Medical claim denials cut right at the jugular of a practice's financial success. Today, a medical practice's operating expenses often exceed 50% of its total revenue. With thin margins defining the financial success of a group practice, an aggressive denial management strategy is critical. Adopting such a strategy may sound complex and time consuming, however, a streamlined plan can establish a more efficient billing and collections process resulting in huge dividends. Here are six easy steps to managing the process in your practice:
Put someone in charge – This will be the responsible party who knows what to look for, where to look for it, and how to address the individual issues while keeping tabs on the big picture.
Standardize the way denials are posted – Denials are often posted in a practice's Practice Management system simply as contractual adjustments, limiting opportunity to trend and correct issues. Standardized posting procedures offer specific tracking mechanisms and allow generation of meaningful management reports that assist in identifying specifics of denied items.
Create a denied claims log – Logging claim denials provides the ability to track claim numbers, dollar values, dates of resolution and corrective measures. Some practice management system software products can automate this process. Where automation is not an option, it can be done manually. Either way, the bottom line is – it should be done.
Track denial reason codes – Are claims denied due to timely filing limitations? Are patients out of network? Were services considered not medically necessary or non-covered? Tracking denial reason codes allows a practice to understand the root cause of each denial, providing the opportunity to reduce denial occurrences.
Take corrective measures ("close the loop") – Many claim denials are a result of operational oversights. Unbundling, inadequate documentation, or even a mismatched age with a procedure code are all denial types that can be remedied by educating staff in coding and billing guidelines. For example, slight changes to the office registration process could significantly reduce patient eligibility denials. Or perhaps physicians are ordering services without completing the patient's carrier requirements resulting in authorization denials. In this scenario, physician education and procedural tweaking would decrease future denials and expedite payment.
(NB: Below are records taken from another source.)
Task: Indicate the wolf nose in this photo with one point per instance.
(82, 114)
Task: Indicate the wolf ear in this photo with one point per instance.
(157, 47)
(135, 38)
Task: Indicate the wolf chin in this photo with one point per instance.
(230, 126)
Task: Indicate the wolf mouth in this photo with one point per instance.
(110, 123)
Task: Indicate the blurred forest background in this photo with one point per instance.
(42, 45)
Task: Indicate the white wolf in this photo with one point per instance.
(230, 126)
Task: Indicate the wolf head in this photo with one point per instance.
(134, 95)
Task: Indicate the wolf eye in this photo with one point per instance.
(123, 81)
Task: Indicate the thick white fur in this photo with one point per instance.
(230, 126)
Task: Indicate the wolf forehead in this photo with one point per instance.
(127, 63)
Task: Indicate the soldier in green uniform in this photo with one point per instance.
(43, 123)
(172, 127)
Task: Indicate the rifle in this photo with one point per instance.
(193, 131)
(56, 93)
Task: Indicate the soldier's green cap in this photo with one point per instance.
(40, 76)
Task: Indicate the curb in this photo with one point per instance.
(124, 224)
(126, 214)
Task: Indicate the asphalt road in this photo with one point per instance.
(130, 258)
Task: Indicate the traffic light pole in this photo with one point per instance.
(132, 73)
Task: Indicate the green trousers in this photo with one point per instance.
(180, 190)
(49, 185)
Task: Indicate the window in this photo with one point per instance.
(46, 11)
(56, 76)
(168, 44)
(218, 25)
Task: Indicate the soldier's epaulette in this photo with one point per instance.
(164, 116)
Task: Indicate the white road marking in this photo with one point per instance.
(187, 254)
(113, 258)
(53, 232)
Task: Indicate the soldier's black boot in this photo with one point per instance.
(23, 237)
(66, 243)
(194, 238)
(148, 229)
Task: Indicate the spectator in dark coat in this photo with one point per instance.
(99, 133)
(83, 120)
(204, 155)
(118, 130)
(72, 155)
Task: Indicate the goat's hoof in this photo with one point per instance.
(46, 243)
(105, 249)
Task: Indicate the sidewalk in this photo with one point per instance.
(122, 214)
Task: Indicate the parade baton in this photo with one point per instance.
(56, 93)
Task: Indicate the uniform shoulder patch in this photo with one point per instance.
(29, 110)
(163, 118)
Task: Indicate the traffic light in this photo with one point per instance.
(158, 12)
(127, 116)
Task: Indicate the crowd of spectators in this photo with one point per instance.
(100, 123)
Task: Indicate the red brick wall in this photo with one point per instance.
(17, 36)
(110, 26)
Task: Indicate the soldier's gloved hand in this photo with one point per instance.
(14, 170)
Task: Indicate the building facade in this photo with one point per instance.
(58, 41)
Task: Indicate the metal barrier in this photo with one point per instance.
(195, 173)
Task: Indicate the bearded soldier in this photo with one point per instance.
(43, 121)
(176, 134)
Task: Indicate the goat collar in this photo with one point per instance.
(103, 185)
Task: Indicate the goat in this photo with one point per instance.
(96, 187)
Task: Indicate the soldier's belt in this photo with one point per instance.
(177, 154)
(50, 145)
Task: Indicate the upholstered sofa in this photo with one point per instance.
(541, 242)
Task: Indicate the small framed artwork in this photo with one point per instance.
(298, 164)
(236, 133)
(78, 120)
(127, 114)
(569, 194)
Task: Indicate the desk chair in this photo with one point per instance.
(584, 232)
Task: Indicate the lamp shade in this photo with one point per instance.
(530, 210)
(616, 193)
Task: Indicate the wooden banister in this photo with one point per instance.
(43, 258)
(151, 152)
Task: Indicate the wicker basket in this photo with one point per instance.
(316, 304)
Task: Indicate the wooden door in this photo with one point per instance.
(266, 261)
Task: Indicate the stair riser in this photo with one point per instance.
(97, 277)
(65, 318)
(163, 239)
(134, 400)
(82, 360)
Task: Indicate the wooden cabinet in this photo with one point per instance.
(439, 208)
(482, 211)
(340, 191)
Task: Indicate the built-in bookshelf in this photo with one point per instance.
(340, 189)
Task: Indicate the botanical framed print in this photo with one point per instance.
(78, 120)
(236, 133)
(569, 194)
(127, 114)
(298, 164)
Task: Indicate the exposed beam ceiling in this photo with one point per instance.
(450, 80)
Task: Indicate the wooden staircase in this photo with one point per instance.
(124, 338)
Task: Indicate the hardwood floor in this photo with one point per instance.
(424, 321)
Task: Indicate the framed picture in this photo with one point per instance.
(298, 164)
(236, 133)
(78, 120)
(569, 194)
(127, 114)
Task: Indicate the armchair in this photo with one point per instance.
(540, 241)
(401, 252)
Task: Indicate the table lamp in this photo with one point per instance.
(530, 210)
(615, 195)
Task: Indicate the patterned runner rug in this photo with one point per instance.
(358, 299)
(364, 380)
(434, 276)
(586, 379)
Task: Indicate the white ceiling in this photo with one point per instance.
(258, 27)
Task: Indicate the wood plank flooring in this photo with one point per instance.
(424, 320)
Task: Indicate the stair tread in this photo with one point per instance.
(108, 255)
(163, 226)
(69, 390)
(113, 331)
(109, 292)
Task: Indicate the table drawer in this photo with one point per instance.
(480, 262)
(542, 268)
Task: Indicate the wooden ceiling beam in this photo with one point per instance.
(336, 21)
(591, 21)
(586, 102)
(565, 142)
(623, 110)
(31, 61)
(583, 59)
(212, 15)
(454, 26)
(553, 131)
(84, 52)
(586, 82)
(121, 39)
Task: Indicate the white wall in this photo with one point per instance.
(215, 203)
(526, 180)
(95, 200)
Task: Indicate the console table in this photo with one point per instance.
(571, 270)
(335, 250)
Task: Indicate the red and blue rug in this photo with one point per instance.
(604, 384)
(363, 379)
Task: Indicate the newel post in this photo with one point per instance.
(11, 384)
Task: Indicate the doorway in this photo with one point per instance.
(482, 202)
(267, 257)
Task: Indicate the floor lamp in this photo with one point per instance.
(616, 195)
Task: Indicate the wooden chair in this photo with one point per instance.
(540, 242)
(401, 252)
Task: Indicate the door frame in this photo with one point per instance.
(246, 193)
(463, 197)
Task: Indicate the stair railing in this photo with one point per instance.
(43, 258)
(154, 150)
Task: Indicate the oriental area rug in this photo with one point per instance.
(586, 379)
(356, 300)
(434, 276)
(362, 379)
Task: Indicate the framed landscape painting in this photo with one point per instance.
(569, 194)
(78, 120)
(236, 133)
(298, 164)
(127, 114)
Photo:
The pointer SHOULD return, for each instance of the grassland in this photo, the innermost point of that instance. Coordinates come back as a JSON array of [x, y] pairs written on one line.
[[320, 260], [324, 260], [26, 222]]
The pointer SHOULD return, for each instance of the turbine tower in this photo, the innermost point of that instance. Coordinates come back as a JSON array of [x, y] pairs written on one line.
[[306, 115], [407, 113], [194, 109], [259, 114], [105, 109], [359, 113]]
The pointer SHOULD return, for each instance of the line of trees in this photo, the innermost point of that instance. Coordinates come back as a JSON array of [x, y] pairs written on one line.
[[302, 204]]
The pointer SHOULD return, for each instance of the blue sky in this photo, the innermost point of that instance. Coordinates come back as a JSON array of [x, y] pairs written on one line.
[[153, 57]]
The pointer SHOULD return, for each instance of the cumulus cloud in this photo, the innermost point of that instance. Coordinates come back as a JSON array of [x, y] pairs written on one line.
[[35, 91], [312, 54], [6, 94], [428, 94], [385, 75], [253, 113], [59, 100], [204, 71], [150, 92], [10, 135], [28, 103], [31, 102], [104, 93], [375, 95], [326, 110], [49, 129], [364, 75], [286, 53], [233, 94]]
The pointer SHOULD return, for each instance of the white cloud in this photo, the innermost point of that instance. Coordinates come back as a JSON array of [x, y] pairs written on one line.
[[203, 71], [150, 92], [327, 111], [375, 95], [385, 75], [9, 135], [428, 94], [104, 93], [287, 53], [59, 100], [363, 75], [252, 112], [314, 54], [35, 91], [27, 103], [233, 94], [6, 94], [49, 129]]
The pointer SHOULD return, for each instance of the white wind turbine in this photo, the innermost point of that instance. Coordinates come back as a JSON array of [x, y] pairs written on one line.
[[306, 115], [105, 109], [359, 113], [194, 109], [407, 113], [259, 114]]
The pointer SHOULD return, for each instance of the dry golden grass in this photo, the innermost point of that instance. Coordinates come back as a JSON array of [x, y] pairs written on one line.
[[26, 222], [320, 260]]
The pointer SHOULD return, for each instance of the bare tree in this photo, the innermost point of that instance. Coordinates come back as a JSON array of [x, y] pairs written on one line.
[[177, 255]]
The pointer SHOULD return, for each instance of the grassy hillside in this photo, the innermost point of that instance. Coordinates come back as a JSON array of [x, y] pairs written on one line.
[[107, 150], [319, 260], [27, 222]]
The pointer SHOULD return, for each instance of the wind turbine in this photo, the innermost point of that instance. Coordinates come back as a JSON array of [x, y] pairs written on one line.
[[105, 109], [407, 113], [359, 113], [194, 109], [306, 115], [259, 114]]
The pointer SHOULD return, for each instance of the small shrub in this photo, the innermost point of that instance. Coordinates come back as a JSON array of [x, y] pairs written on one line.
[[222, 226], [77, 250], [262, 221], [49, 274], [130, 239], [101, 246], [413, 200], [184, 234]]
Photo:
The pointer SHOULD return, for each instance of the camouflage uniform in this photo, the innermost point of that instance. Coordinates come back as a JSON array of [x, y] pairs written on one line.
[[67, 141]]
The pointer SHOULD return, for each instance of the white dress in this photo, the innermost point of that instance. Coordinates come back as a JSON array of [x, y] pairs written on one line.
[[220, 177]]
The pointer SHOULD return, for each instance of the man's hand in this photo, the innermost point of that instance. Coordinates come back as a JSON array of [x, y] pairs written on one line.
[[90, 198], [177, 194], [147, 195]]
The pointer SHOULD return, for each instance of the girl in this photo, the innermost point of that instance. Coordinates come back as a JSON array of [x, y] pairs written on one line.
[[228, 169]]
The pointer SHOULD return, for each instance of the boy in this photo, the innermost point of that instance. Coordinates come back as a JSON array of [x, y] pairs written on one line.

Embrace efficiency – If automation is available in the practice management system, use it. Utilizing a paperless environment offers easier tracking and enhanced accountability options while reducing overhead. Electronic tickler files can serve as an excellent denied claims log. Also, most clearinghouses offer online access that allows monitoring of claims traffic. In many cases, carriers provide electronic acknowledgement reports identifying receipt or rejection of claim batches. In addition, claim scrubbing tools are frequently made available at the clearinghouse or payer level that identify denials and corresponding denial reasons. Some clearinghouses offer "real time claims adjudication" where minor corrections can be made online (changes to an ICD-9 code or CPT code) for immediate resubmission of the rejected claim.